Comment identifier une photo retouchée à l’heure de l’intelligence artificielle ?

Pour se protéger de la désinformation, les experts suggèrent de passer au crible tous les éléments d’une photographie, qu’il s’agisse de son éclairage ou encore de sa source.

De Allie Yang
Publication 13 mars 2024, 18:34 CET

Dans l’un des premiers exemples de manipulation photographique, la tête d’Abraham Lincoln a été superposée à la figure et à l’arrière-plan d’un tirage antérieur de John C. Calhoun. Pendant près d’un siècle, personne n’a remarqué que la gravure avait été modifiée, jusqu’à ce que le photojournaliste Stefan Lorant remarque que le grain de beauté de Lincoln se trouvait du mauvais côté de son visage.

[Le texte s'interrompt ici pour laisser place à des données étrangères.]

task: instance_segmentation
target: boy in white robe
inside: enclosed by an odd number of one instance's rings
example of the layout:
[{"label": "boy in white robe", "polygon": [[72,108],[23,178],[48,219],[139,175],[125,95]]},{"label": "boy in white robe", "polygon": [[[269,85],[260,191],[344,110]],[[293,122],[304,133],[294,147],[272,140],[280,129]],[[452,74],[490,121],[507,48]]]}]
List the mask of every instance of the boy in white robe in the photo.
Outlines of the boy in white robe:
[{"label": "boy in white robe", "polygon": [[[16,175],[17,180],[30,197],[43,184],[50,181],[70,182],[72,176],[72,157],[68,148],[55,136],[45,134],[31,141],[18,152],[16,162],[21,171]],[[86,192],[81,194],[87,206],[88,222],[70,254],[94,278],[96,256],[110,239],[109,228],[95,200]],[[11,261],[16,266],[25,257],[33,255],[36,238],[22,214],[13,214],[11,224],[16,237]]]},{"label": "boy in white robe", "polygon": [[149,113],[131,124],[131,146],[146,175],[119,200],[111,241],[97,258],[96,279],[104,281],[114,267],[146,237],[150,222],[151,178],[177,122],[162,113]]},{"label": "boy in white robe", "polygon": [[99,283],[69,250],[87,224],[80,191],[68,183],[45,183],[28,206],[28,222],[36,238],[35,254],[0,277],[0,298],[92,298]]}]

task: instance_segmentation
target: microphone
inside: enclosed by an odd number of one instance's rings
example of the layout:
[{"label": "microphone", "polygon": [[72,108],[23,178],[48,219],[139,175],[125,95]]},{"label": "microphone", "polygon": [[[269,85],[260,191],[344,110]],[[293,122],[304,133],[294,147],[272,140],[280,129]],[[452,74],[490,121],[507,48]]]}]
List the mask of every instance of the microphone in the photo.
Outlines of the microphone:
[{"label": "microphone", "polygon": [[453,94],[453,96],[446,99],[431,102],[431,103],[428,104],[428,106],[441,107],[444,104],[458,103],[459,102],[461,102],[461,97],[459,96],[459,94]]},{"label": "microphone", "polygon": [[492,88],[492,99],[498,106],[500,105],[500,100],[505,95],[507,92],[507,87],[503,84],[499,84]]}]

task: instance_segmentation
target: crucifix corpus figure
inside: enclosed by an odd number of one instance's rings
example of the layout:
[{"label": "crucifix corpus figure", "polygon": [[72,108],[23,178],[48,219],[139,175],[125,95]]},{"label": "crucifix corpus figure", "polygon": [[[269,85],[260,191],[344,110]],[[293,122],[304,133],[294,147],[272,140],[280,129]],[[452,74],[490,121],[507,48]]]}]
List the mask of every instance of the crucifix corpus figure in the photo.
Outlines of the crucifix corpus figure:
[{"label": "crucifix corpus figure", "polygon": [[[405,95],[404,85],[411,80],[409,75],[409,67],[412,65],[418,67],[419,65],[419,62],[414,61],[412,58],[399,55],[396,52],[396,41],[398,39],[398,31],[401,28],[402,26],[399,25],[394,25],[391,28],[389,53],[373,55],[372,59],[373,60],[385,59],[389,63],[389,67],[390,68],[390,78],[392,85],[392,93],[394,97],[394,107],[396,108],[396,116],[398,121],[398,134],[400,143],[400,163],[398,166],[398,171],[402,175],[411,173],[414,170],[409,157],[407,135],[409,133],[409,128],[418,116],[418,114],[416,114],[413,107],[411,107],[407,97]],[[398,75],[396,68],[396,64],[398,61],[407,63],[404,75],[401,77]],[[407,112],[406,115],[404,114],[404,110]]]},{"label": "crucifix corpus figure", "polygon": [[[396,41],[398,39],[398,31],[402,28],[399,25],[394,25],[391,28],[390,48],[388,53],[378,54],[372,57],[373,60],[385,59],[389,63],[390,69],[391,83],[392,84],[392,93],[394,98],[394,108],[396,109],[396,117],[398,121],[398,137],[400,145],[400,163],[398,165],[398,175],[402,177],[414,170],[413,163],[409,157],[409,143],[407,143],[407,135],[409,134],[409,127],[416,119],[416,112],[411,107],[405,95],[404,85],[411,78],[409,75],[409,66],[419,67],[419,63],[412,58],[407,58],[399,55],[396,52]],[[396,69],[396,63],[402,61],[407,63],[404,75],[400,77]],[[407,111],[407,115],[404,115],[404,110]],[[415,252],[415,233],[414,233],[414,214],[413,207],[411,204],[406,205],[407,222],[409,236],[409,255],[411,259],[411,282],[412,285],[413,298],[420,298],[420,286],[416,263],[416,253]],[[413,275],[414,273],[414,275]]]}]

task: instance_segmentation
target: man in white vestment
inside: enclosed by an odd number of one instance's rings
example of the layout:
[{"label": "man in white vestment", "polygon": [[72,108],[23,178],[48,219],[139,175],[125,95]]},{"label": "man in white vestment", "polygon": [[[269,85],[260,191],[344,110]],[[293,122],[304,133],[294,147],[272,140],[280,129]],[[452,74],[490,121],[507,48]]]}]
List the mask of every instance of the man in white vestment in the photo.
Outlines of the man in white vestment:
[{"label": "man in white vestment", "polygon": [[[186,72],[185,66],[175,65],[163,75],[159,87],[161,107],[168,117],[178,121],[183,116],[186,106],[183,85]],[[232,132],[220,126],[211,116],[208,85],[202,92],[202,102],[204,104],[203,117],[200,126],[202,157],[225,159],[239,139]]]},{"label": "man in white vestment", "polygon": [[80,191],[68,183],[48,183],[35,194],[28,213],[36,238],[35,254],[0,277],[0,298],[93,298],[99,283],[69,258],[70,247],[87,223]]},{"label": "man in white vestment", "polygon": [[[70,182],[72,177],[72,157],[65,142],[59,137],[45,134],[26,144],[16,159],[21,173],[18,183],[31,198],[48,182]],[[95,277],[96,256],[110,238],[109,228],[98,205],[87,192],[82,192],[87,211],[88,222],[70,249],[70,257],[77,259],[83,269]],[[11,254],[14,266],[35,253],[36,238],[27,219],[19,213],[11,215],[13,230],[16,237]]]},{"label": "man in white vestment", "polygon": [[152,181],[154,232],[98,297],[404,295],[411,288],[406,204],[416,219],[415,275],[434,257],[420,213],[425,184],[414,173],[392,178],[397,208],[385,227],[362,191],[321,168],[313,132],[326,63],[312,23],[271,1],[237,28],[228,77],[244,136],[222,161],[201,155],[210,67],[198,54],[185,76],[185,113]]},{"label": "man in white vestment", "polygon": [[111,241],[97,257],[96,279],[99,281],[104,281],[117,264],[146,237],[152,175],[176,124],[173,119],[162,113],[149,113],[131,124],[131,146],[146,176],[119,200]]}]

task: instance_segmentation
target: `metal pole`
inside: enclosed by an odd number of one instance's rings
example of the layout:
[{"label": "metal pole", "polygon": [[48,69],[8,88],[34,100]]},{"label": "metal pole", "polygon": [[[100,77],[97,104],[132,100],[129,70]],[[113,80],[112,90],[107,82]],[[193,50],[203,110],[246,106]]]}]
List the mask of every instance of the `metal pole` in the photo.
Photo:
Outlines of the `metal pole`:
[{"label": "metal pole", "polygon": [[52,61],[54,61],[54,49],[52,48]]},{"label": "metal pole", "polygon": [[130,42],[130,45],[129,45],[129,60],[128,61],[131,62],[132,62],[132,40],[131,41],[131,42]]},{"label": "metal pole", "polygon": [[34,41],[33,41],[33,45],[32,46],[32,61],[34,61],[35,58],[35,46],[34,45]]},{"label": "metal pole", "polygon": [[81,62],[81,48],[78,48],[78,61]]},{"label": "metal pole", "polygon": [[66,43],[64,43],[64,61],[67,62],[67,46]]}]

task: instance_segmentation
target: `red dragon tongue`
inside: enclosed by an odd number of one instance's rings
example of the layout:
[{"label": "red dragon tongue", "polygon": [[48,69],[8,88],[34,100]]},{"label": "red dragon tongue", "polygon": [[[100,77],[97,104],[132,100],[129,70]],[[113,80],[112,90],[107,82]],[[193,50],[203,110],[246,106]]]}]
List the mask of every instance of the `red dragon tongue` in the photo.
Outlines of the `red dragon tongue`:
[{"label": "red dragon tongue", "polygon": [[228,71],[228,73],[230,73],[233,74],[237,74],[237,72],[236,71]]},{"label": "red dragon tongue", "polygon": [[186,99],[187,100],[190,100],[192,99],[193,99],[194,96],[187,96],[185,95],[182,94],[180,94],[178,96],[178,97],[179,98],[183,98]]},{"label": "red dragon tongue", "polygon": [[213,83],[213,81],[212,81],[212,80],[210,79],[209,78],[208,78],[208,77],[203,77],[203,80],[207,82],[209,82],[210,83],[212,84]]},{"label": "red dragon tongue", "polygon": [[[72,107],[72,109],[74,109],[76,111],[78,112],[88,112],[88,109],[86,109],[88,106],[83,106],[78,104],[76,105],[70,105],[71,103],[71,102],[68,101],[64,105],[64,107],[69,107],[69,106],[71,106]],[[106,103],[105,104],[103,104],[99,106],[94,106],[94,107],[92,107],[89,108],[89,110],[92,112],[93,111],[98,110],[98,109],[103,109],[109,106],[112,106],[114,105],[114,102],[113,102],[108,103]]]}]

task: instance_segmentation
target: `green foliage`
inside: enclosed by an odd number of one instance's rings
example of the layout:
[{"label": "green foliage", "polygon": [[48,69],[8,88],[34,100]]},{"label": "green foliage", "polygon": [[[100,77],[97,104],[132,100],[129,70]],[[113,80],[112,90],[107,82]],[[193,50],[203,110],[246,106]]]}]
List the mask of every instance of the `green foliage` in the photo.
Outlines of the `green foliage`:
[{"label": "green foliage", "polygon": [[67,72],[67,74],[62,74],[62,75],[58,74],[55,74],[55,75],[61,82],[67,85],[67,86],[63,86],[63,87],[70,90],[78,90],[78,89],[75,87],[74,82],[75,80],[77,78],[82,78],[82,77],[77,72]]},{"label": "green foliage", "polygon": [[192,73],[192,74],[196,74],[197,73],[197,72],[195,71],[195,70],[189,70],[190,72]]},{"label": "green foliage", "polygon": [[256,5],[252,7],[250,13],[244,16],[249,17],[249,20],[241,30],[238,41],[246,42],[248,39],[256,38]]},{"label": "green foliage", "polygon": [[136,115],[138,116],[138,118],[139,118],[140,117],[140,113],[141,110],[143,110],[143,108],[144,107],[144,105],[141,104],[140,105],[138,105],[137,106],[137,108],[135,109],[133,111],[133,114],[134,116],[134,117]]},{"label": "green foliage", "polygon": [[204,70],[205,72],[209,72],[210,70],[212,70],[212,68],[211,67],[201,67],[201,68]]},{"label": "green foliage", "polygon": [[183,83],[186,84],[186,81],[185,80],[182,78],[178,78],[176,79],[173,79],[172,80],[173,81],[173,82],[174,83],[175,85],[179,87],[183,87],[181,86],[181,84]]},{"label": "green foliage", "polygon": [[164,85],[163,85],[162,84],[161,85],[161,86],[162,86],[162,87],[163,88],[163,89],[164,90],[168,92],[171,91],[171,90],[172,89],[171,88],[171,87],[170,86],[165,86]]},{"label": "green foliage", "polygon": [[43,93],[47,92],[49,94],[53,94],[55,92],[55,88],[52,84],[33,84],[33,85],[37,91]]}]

PHOTOGRAPHIE DE Image composite de WILLIAM PATE

Après des semaines de spéculations sur l’absence de Kate Middleton, temporairement libérée de ses obligations publiques pour des raisons de santé, une photo de famille modifiée numériquement et publiée par le palais de Kensington n’a fait qu’attiser l'imagination des internautes, les observateurs les plus perspicaces ayant remarqué des détails troublants comme une étrange manchette et une fermeture éclair dépareillée. 

Bien que la princesse de Galles ait par la suite admis avoir retouché la photo, les experts affirme qu’il est préférable de laisser les professionnels vérifier les images.

Tirage original de la gravure de John Calhoun par A.H. Ritchie, réalisée vers 1852. Grâce à la recherche moderne d’image inversée, il est facile de trouver des informations sur les itérations passées d’images comme celle-ci.

PHOTOGRAPHIE DE Alexander Hay Ritchie

« On peut très facilement aller trop loin dans la retouche photo et tout rendre suspect », explique Hany Farid, professeur à l’université de Californie à Berkeley, spécialisé dans la criminalistique des médias. « À l’œil nu, vous ne pourrez pas déterminer avec la moindre certitude si ce que vous voyez est vrai. »

Heureusement, les experts disposent d’outils spéciaux, dont « des techniques de criminalistique numérique et des ressources telles que la géolocalisation, l’imagerie satellite et des données de capteurs, qui leur permettent (à eux comme au public) de pouvoir croire en ce qu’ils voient », explique Christopher Looft, coordinateur de production de l’unité de vérification visuelle d’ABC News. « L’intelligence artificielle générative progresse à un tel rythme que les indices que nous recherchions il y a un an sont probablement aujourd’hui dépassés. »

Cela dit, si vous craignez d’être induit en erreur par de fausses informations, voici quelques conseils d’experts que vous pouvez commencer à appliquer dès aujourd’hui.

 

RENSEIGNEZ-VOUS SUR LA SOURCE DE LA PHOTOGRAPHIE

Votre première ligne de défense sera de vous interroger sur l’origine de la photographie. Une photo publiée par un particulier, une entreprise ou une entité politique peut être retouchée afin d’en améliorer la qualité, de promouvoir un produit ou d’en tirer un avantage quelconque.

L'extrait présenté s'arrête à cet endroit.